Weinstein, unsurprisingly, ignored the lawyer’s appeal. Gigante was sentenced to twelve years in prison as his children and other relatives once again wept. He was also fined $1.25 million—quite a sum for a deranged, bathrobe-wearing defendant to cover.
Weissmann earlier spoke for the prosecution, urging the maximum term of twenty-seven years for an “inveterate gangster who committed his life to crime—and committed his life to not being caught. He spent years dodging bullets before he was brought into this courtroom.”
The judge asked if Gigante wanted to say anything before sentencing was imposed.
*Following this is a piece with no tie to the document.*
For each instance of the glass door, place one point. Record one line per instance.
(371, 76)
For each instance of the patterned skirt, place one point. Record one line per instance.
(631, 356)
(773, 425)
Marinaccio replied that the Chin had nothing to offer. However, Marinaccio told reporters that the Chin delivered a short statement as he was led away by federal marshals: “What’s going on? I don’t understand anything.”
The prosecution was irked by Weinstein’s decision to hand down the more lenient prison term. The judge said he believed the Chin had a “fifty-fifty chance” of serving out the full jail term, which could drop to ten years with good behavior. If Gigante was indeed diagnosed as terminally ill, he could appeal for early release with prison authorities, the judge noted.
He is a shadow of his former self—an old man finally brought to bay in his declining years after decades of vicious criminal tyranny, Weinstein wrote in a twenty-one-page opinion issued after the hearing. The judge then quoted no less an authority on the slings and arrows of outrageous fortune than Shakespeare himself: “And one man in his time plays many parts . . . Last scene of all, that ends this strange eventful history, is second childishness and mere oblivion.”
A disgusted Father Gigante was more eloquent than his imprisoned brother—if not the judge—and hardly appeased by Weinstein’s lesser sentence.
“He should never have been brought to trial,” barked the priest, singing his familiar song. “He’
s incompetent. What’s a downward departure? Ten years? He could be dead in about three?”
Before leaving, Marinaccio said the defense appeal would continue. Weinstein dispatched Gigante back to Butner. It seemed the last chapter in Gigante’s decades-long war with FBI agents and federal prosecutors had finally come to an end. His lawyers would contest the conviction. The Chin would do his time. And so on, and so on.
Dorsky and others in law enforcement didn’t see things that way. As it turned out, they were unsatisfied with jailing the Chin, who was proven sane; they would now go after his crazy alter ego—along with the family members and physicians who aided in the scam.
* * *
The Chin wasn’t the only Gigante to land behind bars in 1997. His oft-arrested older brother Mario, and Gigante’s nephew Salvatore, found themselves convicted in a decades-old arrangement to funnel millions of dollars in extortion payments to the Genovese coffers through their dominance of the garbage business in suburban Westchester County.
Prosecutors said the operation, which dated to 1960, imposed a Mob tax on local residents, who paid more to get their trash hauled. Mario picked up the cash, and admitted squirreling away “significant amounts” of money generated by the power play.
How much? He owed the Internal Revenue Service $1 million in unpaid taxes. The Genovese capo said he was now retired. When asked in court what he did for a living before that, he replied, “Mostly gambling.”
There was a bizarre moment when Mario entered his plea. Manhattan federal judge Jed Rakoff asked Gigante if he was seeing a psychiatrist.
“No, sir,” he replied emphatically.
* * *
The Chin returned to Butner to start his first jail term in thirty-three years, settling into the routine of prison life as his lawyers battled on. Even before the December sentencing occurred, the defense team received a ghoulish bit of good news: Peter Savino had passed away on September 30 at the age of fifty-five. The Genovese turncoat survived for barely two months after testifying against the Chin.
Word of Savino’s death at an undisclosed location came via a court filing by federal prosecutors. The ultimate Gigante informant died before he could face sentencing for the six murders in which he admitted playing a role.